CI: Intermittent Failure in unexpected_exit_pid_ns
[FATAL /cache/build/exclusive-amdci3-0/julialang/rr/src/PerfCounters.cc:630:read_ticks()]
(task 105315 (rec:103563) at time 222)
-> Assertion `!counting_period || interrupt_val <= adjusted_counting_period' failed to hold. Detected 184055 ticks, expected no more than 177242
Note that the test timed out rather than failing because of the following assertion while dumping the register state using the emergency debugger:
[FATAL /cache/build/exclusive-amdci3-0/julialang/rr/src/Task.cc:1026:regs() errno: ENOTTY]
(task 105315 (rec:103563) at time 222)
-> Assertion `is_stopped' failed to hold.
Tail of trace dump:
It would be nice to make the emergency dump robust to this situation such that CI finishes rather than running into the timeout.

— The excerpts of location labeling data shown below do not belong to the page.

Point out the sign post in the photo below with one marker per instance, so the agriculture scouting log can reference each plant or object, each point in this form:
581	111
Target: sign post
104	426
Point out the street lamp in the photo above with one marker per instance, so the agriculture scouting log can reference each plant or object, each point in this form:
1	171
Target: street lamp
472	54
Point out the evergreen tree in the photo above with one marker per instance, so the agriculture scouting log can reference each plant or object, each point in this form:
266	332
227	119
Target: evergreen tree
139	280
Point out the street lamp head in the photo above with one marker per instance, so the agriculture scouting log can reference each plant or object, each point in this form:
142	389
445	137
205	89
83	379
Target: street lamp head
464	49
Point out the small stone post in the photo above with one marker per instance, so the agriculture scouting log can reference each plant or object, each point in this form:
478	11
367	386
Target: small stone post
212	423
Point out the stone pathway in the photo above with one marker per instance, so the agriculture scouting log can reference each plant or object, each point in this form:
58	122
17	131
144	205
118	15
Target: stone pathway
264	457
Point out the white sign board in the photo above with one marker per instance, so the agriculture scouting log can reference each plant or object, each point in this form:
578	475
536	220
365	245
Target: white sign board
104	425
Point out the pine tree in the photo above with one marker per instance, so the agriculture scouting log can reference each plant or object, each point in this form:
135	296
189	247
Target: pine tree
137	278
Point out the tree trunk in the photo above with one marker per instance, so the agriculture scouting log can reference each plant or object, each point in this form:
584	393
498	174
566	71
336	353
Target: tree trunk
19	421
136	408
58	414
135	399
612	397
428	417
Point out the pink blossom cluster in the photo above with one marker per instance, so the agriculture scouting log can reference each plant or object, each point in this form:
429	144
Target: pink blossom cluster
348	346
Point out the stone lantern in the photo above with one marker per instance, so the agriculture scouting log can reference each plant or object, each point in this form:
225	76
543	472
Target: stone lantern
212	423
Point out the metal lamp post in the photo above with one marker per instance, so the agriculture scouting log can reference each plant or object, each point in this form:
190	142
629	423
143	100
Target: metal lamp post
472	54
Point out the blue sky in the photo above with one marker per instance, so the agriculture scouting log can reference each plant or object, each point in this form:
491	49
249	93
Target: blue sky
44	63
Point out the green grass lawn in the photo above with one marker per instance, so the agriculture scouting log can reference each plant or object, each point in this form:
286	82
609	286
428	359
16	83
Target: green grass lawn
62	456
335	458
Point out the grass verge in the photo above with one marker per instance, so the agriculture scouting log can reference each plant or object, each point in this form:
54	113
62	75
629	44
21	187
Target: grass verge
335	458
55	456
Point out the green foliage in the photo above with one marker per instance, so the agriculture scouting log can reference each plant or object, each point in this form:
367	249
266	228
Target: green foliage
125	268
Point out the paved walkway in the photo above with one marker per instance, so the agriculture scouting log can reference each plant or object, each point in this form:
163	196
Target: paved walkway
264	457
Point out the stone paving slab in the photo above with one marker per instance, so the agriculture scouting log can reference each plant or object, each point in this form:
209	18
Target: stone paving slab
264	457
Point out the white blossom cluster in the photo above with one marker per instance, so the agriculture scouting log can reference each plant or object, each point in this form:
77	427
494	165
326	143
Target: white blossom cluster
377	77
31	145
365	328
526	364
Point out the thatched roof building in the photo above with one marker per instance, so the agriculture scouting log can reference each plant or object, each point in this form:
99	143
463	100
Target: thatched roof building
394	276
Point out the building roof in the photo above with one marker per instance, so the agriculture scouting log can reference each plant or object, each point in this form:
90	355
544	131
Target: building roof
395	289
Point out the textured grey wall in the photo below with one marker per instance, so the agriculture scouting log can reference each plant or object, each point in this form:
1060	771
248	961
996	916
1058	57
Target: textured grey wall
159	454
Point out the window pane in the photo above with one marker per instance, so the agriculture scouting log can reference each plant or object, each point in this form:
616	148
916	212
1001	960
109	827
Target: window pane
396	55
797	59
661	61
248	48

https://buildkite.com/julialang/rr/builds/364#13ad5c83-f984-48f4-b38a-81702307cb14 is another one. Looking into the test, it retires conditional branches as fast as it can, so perhaps this is actually just a real overshoot. AMD is known to have terribly long NMI latencies on occasion, so not sure if there's anything we can do. @rocallahan perhaps we need to start implementing a skid backoff for replay where it optimistically assumes a small skid and if it skids past retries with a larger one?
In theory we could, but that sounds nasty for rr replay -a because we'd have to either restart from the beginning or start taking checkpoints --- currently we don't create any. It could also be quite fiddly to implement because currently checkpointing logic is in ReplayTimeline which is a layer above ReplaySession :-(.
(the logic to take periodic checkpoints, I mean.)
Sigh ... Do we know anybody at AMD who could shed light on the hardware latency? Perhaps there's another magic MSR we could twiddle to get tighter interrupts.
Alternatively we could implement a skid-override mechanism and apply it to this test. I'm not sure what the least-bad approach is.
I'm not optimistic about AMD tackling the NMI issue.